Sie erinnerte sich an den Tag vor vielen Jahren, als ob es gestern gewesen wäre. Es war einer der letzten sonnigen Oktobertage in Kiel gewesen, kühl, es roch schon nach Herbst. Die Kastanienbäume in ihrer Straße leuchteten feuerfarben – der nächste Regen, die nächsten Windstöße würden ihnen die Blätter von den Zweigen fegen. Am Wochenende wurden die Uhren umgestellt. Die dunkelsten vier Monate des Jahres begannen – und auch die brennendste Liebe würde eine ungeheizte Gartenhütte nicht wärmer machen. Sie wußte nicht, wie es weitergehen sollte mit Leo. Auf Liebe nahm die Grenze zwischen Ost und West keine Rücksicht.

Ihre Liebe hatte keine Zukunft. Oder wollte sie wirklich jedes Wochenende die Transitautobahn von Kiel nach Berlin nehmen? Oder ihre Parteikarriere in Kiel sausenlassen, nach Westberlin umziehen und jeden Abend pünktlich um Mitternacht die Grenze ansteuern? »Und wenn sie dich auch rausschmeißen?« hatte sie Leo am letzten Wochenende gefragt. »Wegen schlechter Gedichte?«

»Und dann?« hatte er geantwortet.

»Ich hab ein Gästezimmer in Kiel«, hatte sie lachend gesagt und ihn umarmt.

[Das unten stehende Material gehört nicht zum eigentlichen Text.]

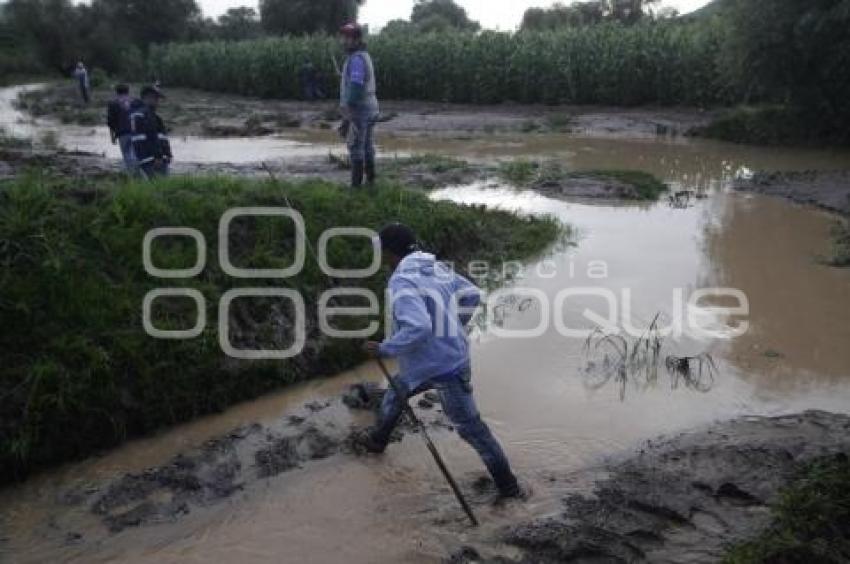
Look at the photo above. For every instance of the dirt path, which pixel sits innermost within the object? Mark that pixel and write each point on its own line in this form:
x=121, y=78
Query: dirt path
x=677, y=499
x=192, y=112
x=827, y=190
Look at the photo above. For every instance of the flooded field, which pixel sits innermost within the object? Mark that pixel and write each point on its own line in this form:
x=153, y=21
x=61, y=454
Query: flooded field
x=537, y=394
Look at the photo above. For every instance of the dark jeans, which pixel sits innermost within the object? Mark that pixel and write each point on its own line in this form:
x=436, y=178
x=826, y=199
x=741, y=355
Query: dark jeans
x=125, y=142
x=459, y=406
x=151, y=169
x=361, y=143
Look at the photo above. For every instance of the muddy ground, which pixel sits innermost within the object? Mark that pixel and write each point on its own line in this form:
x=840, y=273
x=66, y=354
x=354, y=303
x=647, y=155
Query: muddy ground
x=223, y=466
x=685, y=498
x=827, y=190
x=192, y=112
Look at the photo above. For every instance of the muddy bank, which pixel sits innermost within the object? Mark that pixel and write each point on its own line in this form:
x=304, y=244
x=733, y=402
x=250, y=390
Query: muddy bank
x=827, y=190
x=193, y=112
x=686, y=498
x=423, y=172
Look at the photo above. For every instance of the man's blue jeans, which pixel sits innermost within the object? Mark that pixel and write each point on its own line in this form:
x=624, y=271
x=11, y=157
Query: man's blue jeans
x=125, y=142
x=459, y=406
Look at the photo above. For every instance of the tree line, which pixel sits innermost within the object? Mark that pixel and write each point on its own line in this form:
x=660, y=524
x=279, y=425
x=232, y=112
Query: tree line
x=785, y=52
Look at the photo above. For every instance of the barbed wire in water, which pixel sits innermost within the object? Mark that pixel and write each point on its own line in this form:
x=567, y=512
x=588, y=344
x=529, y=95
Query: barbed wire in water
x=614, y=358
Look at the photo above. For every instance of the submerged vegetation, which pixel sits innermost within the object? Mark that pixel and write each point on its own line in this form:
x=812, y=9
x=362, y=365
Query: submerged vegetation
x=811, y=520
x=79, y=371
x=528, y=173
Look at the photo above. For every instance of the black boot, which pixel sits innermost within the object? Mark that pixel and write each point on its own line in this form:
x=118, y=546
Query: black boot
x=370, y=172
x=356, y=174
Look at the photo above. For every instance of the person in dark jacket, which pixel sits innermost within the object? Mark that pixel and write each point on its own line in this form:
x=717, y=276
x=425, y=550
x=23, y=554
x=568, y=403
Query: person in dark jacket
x=309, y=76
x=150, y=139
x=431, y=307
x=118, y=121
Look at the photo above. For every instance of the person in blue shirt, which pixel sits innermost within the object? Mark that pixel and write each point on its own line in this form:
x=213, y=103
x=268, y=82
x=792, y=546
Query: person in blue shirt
x=358, y=104
x=431, y=307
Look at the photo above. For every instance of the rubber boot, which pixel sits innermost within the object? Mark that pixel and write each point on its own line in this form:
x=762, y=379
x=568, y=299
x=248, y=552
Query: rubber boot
x=356, y=174
x=508, y=486
x=370, y=172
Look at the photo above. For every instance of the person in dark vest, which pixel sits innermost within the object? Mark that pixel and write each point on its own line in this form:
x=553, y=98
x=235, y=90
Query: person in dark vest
x=359, y=104
x=150, y=137
x=81, y=75
x=118, y=121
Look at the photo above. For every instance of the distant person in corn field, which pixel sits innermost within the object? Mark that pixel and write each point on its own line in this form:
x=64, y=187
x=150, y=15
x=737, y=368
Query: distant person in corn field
x=81, y=75
x=118, y=121
x=309, y=76
x=359, y=104
x=150, y=138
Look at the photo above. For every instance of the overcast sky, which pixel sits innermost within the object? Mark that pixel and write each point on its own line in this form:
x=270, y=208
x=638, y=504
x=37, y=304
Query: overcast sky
x=495, y=14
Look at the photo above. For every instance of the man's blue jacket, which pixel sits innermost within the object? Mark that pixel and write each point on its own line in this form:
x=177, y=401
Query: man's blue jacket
x=431, y=306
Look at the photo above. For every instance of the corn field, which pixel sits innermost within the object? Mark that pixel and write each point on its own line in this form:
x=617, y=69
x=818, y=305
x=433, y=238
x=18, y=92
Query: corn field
x=659, y=63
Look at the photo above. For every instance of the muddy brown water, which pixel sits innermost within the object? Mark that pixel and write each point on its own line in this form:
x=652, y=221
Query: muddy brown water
x=533, y=391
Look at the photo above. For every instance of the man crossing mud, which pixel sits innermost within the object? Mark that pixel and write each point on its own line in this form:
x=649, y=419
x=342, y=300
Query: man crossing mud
x=151, y=147
x=431, y=307
x=358, y=104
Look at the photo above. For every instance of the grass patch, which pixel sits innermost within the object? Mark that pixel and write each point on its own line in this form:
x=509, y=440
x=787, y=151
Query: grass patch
x=437, y=164
x=772, y=125
x=9, y=141
x=79, y=372
x=811, y=521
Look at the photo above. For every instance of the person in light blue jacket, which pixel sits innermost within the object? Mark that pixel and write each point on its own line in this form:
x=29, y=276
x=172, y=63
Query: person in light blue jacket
x=431, y=307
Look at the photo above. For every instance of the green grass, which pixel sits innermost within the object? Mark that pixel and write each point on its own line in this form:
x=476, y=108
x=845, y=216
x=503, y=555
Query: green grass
x=80, y=374
x=772, y=125
x=523, y=172
x=811, y=521
x=652, y=63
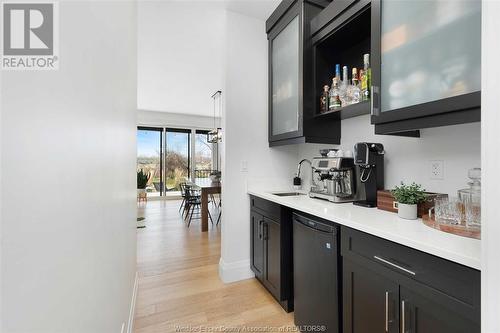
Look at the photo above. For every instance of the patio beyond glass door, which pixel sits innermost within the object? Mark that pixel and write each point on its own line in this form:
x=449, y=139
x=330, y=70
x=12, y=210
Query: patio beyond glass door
x=203, y=154
x=177, y=157
x=149, y=152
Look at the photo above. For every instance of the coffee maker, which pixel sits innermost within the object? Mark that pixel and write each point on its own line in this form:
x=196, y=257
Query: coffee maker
x=369, y=157
x=334, y=179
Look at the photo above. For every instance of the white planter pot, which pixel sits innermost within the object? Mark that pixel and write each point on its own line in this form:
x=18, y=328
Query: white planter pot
x=408, y=212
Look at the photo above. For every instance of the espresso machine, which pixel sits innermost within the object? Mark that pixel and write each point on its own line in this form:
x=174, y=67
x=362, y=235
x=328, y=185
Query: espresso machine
x=369, y=157
x=335, y=179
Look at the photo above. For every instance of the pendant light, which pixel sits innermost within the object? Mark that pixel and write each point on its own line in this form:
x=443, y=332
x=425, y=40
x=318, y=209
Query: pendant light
x=215, y=135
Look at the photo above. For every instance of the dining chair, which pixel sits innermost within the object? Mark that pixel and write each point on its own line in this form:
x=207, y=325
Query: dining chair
x=182, y=187
x=193, y=201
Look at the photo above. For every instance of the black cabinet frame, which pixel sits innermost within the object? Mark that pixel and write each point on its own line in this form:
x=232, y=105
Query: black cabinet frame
x=310, y=128
x=291, y=14
x=455, y=110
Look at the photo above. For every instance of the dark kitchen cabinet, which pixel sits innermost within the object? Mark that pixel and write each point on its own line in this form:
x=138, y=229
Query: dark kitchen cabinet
x=257, y=244
x=370, y=300
x=392, y=288
x=271, y=249
x=426, y=64
x=291, y=94
x=422, y=312
x=272, y=257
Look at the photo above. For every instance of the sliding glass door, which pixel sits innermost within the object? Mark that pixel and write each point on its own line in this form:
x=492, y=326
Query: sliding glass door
x=177, y=158
x=149, y=157
x=173, y=155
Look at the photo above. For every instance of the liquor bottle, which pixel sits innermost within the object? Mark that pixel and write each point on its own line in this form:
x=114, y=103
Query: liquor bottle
x=334, y=99
x=337, y=73
x=354, y=90
x=323, y=101
x=343, y=88
x=366, y=79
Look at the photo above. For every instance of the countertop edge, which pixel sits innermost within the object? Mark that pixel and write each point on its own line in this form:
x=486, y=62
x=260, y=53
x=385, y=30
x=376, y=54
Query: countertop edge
x=468, y=261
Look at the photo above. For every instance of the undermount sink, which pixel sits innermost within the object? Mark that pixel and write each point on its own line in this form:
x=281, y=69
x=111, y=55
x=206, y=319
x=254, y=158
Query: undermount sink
x=288, y=194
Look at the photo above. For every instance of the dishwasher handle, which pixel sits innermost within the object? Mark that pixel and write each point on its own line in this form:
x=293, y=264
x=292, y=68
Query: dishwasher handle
x=313, y=224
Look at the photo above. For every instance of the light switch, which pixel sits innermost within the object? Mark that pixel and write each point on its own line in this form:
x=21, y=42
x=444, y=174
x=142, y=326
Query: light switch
x=244, y=166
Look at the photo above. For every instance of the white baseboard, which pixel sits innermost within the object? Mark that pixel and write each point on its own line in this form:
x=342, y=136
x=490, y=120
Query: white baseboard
x=130, y=325
x=235, y=271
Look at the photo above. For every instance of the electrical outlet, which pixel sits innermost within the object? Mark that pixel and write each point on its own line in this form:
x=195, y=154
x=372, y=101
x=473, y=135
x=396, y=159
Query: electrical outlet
x=436, y=169
x=244, y=166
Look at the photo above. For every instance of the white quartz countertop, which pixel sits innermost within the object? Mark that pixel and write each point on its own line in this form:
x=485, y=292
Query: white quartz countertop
x=387, y=225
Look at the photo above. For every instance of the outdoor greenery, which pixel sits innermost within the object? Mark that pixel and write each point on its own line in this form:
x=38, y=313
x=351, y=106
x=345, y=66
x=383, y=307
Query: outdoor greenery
x=142, y=179
x=409, y=194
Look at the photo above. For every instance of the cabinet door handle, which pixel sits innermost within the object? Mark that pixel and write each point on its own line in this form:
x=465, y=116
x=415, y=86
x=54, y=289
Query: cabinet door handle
x=403, y=317
x=387, y=311
x=266, y=231
x=374, y=111
x=394, y=265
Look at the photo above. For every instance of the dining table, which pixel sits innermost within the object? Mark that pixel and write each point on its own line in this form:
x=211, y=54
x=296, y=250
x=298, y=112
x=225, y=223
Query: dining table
x=207, y=187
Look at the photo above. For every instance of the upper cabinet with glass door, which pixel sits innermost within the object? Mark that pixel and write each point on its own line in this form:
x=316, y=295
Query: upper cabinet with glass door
x=290, y=75
x=426, y=64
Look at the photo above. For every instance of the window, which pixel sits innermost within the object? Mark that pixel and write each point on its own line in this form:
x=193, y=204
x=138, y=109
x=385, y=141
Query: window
x=203, y=156
x=173, y=155
x=149, y=147
x=177, y=158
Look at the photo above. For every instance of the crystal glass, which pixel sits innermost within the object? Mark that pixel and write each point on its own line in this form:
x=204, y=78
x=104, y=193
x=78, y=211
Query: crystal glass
x=448, y=210
x=431, y=50
x=285, y=79
x=473, y=214
x=471, y=198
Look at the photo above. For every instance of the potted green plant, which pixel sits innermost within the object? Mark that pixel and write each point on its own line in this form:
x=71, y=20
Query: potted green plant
x=142, y=182
x=407, y=198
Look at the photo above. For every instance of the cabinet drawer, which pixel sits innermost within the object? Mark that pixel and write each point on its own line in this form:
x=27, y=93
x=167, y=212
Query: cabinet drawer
x=267, y=208
x=453, y=279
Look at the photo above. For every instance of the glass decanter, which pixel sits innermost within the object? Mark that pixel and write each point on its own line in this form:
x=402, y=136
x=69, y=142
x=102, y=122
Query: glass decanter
x=471, y=199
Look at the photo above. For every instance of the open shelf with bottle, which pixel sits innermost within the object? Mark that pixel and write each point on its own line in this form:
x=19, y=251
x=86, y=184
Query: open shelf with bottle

Sie würden ihn nicht gehen lassen. Sie war sich ganz sicher.

Sie hatte an diesem Abend in Kiel lange vor dem Briefkasten am schmiedeeisernen Tor zum kleinen Vorgarten gestanden und mit wachsender Melancholie der alten Frau Altmann von nebenan zugesehen, die ihren Pudel unter den Bäumen Gassi führte, durchs Laub, in dem das Tier lustvoll wühlte. Der ziemlich häßliche Hund trug den Namen »Annette«, auf den er, was Anne verständlich fand, nur selten hörte. Im Briefkasten hatte sich auch nichts Spannendes gefunden – nur unerwünschte Werbebriefe, die Telefonrechnung, ein Rundbrief des Kreisverbandes, der Handzettel eines Pizzaauslieferservice.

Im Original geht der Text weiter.